Hey, axis of evil, wanna buy a nice used weapon part?
By Lee Russ
Tuesday, January 16, 2007 at 05:11 PM
This will come as no surprise to anyone who really understands bureaucracy and capitalism, but it's still infuriating--when "security" meets "marketing," guess which one wins?From a recent AP story [http://www.forbes.com/feeds/ap/2007/01/16/ap3330491.html] on the US's sale of surplus military parts:
The U.S. military has sold forbidden equipment at least a half-dozen times to middlemen for countries - including Iran and China - who exploited security flaws in the Defense Department's surplus auctions. The sales include fighter jet parts and missile components.
In one case, federal investigators said, the contraband made it to Iran, a country President Bush branded part of an "axis of evil."
In that instance, a Pakistani arms broker convicted of exporting U.S. missile parts to Iran resumed business after his release from prison. He purchased Chinook helicopter engine parts for Iran from a U.S. company that had bought them in a Pentagon surplus sale. Immigration and Customs Enforcement agents, speaking on condition of anonymity, say those parts made it to Iran.

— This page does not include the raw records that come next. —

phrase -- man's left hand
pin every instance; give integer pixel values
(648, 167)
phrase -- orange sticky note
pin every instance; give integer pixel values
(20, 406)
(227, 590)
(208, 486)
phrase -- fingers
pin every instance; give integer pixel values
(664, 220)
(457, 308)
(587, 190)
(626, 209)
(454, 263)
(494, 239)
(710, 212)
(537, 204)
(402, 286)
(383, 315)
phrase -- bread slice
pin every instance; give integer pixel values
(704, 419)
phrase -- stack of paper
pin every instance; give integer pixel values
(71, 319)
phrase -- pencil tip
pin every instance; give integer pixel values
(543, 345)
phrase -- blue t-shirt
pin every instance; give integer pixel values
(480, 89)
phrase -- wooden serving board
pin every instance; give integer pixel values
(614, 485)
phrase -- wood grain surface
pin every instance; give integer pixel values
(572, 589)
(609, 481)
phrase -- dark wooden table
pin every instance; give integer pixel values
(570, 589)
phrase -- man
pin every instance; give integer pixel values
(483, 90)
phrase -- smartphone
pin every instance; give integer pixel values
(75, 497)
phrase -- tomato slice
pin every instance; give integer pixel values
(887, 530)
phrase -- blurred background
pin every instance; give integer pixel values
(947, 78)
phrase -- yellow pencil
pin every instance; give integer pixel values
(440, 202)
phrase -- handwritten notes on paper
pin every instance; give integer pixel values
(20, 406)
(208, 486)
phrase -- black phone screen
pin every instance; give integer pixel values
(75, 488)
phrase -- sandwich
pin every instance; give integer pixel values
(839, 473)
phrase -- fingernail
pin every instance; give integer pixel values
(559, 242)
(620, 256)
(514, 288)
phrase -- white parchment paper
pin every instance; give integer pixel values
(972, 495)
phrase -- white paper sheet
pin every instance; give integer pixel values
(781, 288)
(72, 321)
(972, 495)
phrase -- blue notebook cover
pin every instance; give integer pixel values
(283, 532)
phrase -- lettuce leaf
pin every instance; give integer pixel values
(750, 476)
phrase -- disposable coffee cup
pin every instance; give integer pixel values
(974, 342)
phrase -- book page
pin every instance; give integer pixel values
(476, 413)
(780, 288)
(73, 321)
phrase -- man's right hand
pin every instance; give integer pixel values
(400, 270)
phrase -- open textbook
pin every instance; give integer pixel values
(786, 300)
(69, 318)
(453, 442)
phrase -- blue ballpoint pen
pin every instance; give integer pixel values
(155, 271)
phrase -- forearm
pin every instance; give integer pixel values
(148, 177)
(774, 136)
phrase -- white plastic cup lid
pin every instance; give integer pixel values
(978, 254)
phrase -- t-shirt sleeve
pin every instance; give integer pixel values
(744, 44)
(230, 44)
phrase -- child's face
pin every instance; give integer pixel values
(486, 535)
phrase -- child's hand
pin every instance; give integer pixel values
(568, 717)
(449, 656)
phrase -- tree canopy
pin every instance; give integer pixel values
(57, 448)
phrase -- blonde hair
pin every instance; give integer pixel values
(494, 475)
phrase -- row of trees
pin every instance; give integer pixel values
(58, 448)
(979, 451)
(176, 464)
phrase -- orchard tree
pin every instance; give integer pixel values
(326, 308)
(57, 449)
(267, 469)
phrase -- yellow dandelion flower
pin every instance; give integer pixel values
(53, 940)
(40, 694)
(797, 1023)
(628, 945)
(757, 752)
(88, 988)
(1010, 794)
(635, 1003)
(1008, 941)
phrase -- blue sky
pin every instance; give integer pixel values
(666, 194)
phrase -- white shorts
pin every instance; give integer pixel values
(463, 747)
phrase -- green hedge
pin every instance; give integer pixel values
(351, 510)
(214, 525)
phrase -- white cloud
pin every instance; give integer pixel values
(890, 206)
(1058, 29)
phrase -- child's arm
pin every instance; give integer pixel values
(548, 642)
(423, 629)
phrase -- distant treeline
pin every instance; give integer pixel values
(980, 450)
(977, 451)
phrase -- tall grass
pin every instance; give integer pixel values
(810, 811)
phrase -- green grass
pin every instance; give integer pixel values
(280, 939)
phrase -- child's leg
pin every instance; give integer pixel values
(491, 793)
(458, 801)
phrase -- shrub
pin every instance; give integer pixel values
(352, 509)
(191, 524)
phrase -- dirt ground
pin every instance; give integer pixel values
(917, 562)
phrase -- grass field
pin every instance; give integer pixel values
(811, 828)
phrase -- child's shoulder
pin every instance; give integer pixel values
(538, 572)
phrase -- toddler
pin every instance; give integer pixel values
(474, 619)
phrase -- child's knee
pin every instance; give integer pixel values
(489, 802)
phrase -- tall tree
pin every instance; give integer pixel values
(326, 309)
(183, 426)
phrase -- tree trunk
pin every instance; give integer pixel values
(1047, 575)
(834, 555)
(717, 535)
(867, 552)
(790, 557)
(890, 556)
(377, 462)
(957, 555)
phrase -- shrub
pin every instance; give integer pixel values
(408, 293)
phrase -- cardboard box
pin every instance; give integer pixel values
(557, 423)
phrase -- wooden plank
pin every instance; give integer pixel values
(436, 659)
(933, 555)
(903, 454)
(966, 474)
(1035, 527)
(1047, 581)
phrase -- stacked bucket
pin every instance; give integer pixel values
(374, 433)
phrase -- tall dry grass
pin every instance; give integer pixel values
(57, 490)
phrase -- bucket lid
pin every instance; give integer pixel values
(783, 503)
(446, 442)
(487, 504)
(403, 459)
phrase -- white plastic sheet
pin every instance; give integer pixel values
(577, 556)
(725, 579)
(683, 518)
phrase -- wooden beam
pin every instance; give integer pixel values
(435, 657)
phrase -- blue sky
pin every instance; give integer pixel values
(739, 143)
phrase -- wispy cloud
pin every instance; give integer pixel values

The surplus sales can operate like a supermarket for arms dealers.
"Right Item, Right Time, Right Place, Right Price, Every Time. Best Value Solutions for America's Warfighters," the Defense Reutilization and Marketing Service says on its Web site, calling itself "the place to obtain original U.S. Government surplus property."
Federal investigators are increasingly anxious that Iran is within easy reach of a top priority on its shopping list: parts for the precious fleet of F-14 "Tomcat" fighter jets the United States let Iran buy in the 1970s when it was an ally.
In one case, convicted middlemen for Iran bought Tomcat parts from the Defense Department's surplus division. Customs agents confiscated them and returned them to the Pentagon, which sold them again - customs evidence tags still attached - to another buyer, a suspected broker for Iran.
That incident appalled even an expert on weaknesses in Pentagon surplus security controls.
Something to keep in mind in the future as you watch Bush, Cheney, Rice, Snow, et al offering up somber warnings on how crucial it is that we trade our freedoms for "security."